Price and Final Words

I like the Tiki chassis. It's big enough to accommodate the type of parts I'd want to integrate, yet it's small enough to feel more like a console than a huge gaming PC. The styling is simple and understated, allowing the system's size to be the main thing on display.

I've personally never been a fan of multi-GPU setups, I much prefer the simplicity of a single, high performance GPU. For a user like me, the GeForce Titan in Falcon's Tiki is pretty much as good as it gets. I was pleasantly surprised by the amount of performance that could be squeezed into a fairly small chassis, without being overly loud. The Tiki wasn't silent, but the days of having to make a trade off between something annoying and something fast are over. It's sort of absurd that between the Core i7 and Titan there are 8.5 billion transistors switching at ridiculous speeds inside this tiny chassis.

Personally I don't know that I'd ever build or buy something as insane as this setup, but that's not to say that I don't appreciate it. A 4.6GHz Core i7 paired with an single, speedy GPU is just a great combination for a gaming system. The fact that it comes in a sleek form factor is icing on the cake.

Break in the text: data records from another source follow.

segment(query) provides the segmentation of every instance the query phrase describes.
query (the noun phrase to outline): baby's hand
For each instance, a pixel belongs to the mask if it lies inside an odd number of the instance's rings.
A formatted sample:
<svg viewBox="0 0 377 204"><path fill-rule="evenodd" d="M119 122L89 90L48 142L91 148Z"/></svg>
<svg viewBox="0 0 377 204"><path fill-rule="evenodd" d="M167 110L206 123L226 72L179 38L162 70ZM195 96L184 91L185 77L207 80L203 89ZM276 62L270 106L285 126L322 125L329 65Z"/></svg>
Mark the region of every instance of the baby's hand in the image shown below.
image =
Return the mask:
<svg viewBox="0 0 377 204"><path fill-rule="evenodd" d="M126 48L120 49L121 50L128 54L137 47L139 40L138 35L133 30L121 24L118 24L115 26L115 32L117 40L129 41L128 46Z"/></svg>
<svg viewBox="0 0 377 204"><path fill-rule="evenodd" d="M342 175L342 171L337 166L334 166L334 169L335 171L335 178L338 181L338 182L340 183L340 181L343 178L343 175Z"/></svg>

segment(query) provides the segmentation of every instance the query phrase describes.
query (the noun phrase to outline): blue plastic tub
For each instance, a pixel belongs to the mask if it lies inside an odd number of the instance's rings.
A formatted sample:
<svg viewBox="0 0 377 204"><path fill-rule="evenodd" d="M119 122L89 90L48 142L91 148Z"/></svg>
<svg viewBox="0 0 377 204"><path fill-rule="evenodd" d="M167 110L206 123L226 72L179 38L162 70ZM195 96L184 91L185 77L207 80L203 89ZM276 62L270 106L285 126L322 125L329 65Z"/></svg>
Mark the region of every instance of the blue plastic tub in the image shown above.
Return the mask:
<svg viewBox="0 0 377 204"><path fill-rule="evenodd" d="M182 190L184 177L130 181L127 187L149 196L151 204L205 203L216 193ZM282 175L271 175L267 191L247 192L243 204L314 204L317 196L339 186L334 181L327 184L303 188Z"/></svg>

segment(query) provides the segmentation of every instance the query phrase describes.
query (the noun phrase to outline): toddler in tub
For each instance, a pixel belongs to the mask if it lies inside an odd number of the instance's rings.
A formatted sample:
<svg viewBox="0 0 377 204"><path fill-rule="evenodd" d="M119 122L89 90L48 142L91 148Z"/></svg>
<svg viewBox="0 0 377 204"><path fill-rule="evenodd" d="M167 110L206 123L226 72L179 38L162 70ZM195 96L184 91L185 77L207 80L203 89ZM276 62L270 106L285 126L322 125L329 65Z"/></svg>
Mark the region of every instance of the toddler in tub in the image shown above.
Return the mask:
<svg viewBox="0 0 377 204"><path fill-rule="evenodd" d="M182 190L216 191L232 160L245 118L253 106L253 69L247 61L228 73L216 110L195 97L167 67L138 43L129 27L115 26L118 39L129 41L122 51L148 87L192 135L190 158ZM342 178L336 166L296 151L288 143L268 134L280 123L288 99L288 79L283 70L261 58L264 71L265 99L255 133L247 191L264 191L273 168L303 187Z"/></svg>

Kelt was always hesitant to send a Tiki over for review at AnandTech. The system isn't cheap. In its default configuration with a Core i5-3470 with 8GB of RAM and a 128GB Crucial m4 SSD you're looking at a price of around $1713. You can definitely build something faster for a lot cheaper. When you're spending a clean $1K just on your GPU however, a more expensive overall system cost isn't all that unreasonable. While I didn't have final pricing for the review system, the Tiki system I tested without Titan would retail for $2263. I'd expect the final price with Titan to be somewhere around $3200.

In a world where Apple sells $2000 - $3000 Macs based around their experience, I don't see why the same sort of logic can't apply here as well. What has traditionally kept PC vendors from being able to sell on an experience has really been an issue with the software side of the story. With Steam and Big Picture, Valve is helping to address some of those weaknesses.

Falcon built a system that you wouldn't mind having in your living room, much like you would a gaming console, but I do see a lot of potential in the usage model NVIDIA outlined at CES. With your gaming PC in your office streaming content to your TV when you want more of that console experience.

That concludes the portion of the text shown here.